Recently I was riding on the Metra, the commuter rail system that connects the suburbs to downtown Chicago.  I picked up “On the Bi-Level”, the flyer that Metra management makes available to riders and was browsing through it when I came upon this innocuous sounding statement:

I certainly will not argue that Metra is without challenges.  Perhaps the biggest challenge, and one that will impact many of our plans, is our needs for more capital money to invest in our system.  We estimate Metra will need about $9.7 billion over the next decade to achieve a state of good repair on the system, and we expect to receive about a fourth of that amount from traditional federal and state sources.  Riders need to understand that fares help us cover our operating costs but have never been a significant source for capital expenses – we must rely on Washington and Springfield for that funding.

Within the utility community there is a concept called “generation equity”.  This implies that you need to spread the burden of replacement and renovation across the life cycle of users, rather than hitting them all on the first riders, such as in the case of a train line.  On the other hand, you cannot just ignore ongoing capital costs and let the system run into ruin by paying the minimal upkeep costs every year.


In this article, Metra lays bare the facts that:

  • Fare costs (riders) only “help” them cover their operating costs
  • Funding from other sources (and debt) helps them cover the rest of their operating costs
  • Then they rely on largess from the state or Federal governments for about a fourth of their capital costs
  • And who knows where they are going to get the rest of the funds for capital replacement


In fact, it would be impossible for Metra to re-build the train lines that they have today in the current regulatory and legal environment.  Permits, lawyers, litigation, politically favored contractors, and a welter of archaic tools and practices would make the costs impossibly high and the deadlines incredibly long.  By “capital” costs, they are generally talking about replacing bridges, stations and sections of existing track rather than “true” expansion, although they do occasionally add some incremental lines or stations.


It is important to understand that things have gotten more EXPENSIVE but they haven’t gotten BETTER.  The infrastructure that we take for granted might as well have been built by the ancient Egyptians given how herculean the task would be to replace them.  Americans will never see another major dam built in the USA and likely few to no additional incremental nuclear or coal plants in the next 25 years.  Even major transmission lines are going to be few and far between, which will only be built because it is absolutely necessary to get electricity to new population centers.  This is all due to the layers of process and regulations and lawyers that we have overlaid atop the simplest tasks, and you can see the contrast when you go to China and see cities being built overnight. 
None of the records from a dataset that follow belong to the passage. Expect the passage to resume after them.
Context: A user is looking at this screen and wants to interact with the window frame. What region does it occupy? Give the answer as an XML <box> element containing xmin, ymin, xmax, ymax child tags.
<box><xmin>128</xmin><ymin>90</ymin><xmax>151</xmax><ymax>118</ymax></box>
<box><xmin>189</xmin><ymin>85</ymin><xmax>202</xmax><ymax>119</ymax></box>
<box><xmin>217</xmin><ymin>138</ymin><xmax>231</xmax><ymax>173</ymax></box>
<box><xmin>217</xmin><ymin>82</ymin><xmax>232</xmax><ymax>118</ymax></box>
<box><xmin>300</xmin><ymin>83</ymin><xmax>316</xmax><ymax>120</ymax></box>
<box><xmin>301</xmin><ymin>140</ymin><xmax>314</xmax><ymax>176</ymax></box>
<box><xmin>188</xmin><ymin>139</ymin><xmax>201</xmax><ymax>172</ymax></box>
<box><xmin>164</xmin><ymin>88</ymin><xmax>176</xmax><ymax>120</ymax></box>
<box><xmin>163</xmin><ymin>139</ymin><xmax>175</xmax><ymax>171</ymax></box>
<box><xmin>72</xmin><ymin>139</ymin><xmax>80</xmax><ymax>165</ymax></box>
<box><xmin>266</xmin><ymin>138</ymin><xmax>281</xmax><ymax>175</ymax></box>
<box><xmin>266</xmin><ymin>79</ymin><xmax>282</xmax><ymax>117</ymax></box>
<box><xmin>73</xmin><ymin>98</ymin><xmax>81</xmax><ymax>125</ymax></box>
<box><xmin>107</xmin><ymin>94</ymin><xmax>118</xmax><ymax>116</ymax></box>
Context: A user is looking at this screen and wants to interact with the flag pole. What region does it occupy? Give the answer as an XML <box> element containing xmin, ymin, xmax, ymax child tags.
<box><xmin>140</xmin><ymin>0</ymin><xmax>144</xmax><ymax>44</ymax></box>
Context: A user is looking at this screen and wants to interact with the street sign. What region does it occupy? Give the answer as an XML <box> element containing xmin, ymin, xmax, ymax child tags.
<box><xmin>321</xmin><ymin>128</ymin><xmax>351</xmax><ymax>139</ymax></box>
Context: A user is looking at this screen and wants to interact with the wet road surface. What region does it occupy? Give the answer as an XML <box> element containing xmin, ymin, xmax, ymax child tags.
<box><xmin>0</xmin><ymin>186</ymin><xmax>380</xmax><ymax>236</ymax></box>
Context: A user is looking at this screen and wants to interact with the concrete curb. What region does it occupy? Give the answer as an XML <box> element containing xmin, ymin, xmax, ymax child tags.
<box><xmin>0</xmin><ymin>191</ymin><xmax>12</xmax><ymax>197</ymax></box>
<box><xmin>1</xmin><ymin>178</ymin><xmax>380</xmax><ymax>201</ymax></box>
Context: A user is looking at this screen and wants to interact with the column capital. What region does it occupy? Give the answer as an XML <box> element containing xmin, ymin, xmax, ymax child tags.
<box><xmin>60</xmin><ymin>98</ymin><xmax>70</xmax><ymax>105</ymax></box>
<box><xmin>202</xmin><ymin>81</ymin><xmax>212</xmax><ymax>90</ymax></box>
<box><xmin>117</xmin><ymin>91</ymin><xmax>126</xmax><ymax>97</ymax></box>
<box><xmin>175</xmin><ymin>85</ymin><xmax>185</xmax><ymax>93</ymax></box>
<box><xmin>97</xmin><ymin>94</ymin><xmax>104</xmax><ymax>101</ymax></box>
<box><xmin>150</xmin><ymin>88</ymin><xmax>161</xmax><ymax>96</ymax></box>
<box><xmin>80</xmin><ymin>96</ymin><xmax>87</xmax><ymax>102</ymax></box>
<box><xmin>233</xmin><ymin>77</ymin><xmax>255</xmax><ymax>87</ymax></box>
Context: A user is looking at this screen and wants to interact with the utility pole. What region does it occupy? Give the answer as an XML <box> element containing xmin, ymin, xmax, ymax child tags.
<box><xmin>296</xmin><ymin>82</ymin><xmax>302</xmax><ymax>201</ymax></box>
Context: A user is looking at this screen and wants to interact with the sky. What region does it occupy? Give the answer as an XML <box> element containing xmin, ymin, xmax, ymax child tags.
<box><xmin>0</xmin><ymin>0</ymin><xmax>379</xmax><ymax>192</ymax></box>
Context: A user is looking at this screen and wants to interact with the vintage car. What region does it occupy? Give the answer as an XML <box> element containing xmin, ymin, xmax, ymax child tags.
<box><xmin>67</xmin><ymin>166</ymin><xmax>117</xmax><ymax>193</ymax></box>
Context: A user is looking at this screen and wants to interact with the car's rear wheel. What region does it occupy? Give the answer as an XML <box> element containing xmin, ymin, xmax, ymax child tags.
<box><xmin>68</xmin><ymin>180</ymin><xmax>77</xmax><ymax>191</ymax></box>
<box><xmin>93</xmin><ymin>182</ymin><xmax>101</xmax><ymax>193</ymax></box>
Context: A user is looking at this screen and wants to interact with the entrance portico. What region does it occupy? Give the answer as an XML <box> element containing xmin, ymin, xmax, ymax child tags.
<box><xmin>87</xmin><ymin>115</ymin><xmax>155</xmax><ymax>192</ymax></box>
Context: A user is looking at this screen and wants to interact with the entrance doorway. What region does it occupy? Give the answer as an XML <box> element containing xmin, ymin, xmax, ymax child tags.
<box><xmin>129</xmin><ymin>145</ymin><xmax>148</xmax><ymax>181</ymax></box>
At some point we are either going to need to radically re-structure how we build and pay for things or go to a completely private system where you pay for what you receive in terms of capacity, reliability and performance.  States and cities that make it impossibly expensive to build and expand will inevitably suffer relative to other locations that are freer in terms of rules and regulations, unless (as is likely) the entire US is burdened with Federal regulations that make it impossible to escape this yoke.